Christian had decided that he would join the golf, swimming, tennis, and martial arts teams this year. Since those were all individual sports for the most part, he wouldn’t have to sort out any complications of teamwork. He could just win and leave it at that. But after a few solitary days of practicing, he thought that maybe one team sport wouldn’t hurt, and he decided to play a bit of basketball too. Five sports in one semester — Christian would have to pick up the slack next year with a few more, but it was better to start off slow. He didn’t really need the physical training, and he was stealing to make things certain. As for handling objections from coaches, well, Madame Vileroy was an expert at that. The martial arts team was an informal club that met on weekends, and she had arranged for Christian to simply show up for the tennis and golf matches.
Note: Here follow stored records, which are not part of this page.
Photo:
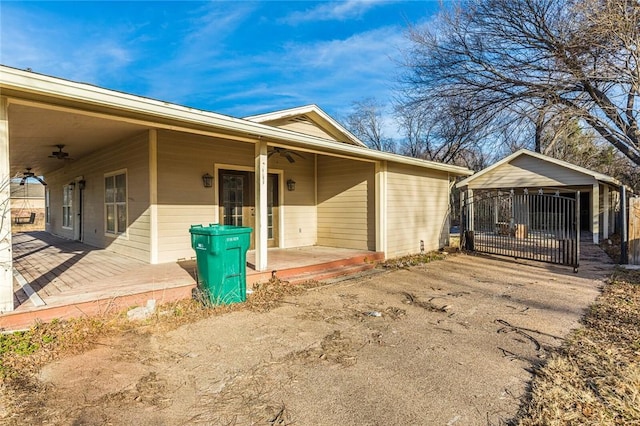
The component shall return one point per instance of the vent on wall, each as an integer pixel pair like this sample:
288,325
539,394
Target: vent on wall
300,119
That left swimming, which practiced before school, and basketball, which met after.

From then on, Christian spent his nights locked away in his restoration chamber. More and more, he was absent from meals — so often that the others wondered if he was becoming addicted to it, the way some athletes became addicted to painkillers. Though he never talked about it, it had become obvious that he spent a lot of time practicing and learning to break Buddy by stealing at the right times. Since his arrival over Christmas break, Buddy had started becoming more animated, at first smiling or reacting to pain while they practiced and then perking up with excitement every time Christian walked into his room. Though Christian still found it incredibly hard to use Buddy for practice, his desperation to win left him little choice. Instead, he looked for clever ways to avoid hurting Buddy when he didn’t have to.
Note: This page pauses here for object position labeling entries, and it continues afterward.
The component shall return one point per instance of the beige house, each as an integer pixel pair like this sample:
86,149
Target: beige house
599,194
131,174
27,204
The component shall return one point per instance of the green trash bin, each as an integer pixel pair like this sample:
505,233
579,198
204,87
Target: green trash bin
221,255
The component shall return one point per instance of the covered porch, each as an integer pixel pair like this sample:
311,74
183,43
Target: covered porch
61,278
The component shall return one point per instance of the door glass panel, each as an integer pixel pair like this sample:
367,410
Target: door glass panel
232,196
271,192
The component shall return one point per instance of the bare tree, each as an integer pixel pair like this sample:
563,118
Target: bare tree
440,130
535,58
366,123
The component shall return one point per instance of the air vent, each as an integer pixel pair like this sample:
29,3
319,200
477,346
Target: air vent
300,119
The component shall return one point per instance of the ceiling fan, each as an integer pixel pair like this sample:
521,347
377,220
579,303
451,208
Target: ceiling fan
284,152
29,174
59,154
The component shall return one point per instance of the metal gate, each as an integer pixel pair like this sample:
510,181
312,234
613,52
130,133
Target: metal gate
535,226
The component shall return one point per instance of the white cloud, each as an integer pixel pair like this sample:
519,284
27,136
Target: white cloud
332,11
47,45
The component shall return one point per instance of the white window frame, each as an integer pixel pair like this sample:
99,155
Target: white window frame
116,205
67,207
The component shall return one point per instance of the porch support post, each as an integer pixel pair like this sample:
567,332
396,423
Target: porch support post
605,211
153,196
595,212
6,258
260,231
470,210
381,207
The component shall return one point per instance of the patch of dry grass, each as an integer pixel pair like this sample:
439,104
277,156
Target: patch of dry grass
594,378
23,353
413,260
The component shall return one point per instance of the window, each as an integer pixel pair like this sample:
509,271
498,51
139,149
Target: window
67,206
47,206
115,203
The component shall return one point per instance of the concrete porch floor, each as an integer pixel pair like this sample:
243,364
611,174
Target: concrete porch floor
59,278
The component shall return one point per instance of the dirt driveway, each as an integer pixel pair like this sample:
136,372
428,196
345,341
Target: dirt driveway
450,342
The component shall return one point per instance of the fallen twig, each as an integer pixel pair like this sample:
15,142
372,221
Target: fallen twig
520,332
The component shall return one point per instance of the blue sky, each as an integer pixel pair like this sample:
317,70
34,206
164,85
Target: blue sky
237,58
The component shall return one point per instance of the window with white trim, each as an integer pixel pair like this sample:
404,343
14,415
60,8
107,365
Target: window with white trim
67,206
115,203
Meanwhile, as the children adjusted to Marlowe, Madame Vileroy crept into the lives of Mrs. Wirth and her fellow Marlowe parents. Somehow, no matter what strange things happened, Mrs. Wirth was always ready with an explanation of her own. “The door hit her in the head — hard.” “The mothballs must be getting old.” “That boy just needs a good speech therapist.” None of the children mentioned to their new classmates that they had spent Christmas Day alone in their home. Victoria, Valentin, and Belle, who remembered once celebrating Christmas, were too focused to care. Bicé and Christian, the ones that didn’t remember . . . well, they didn’t remember.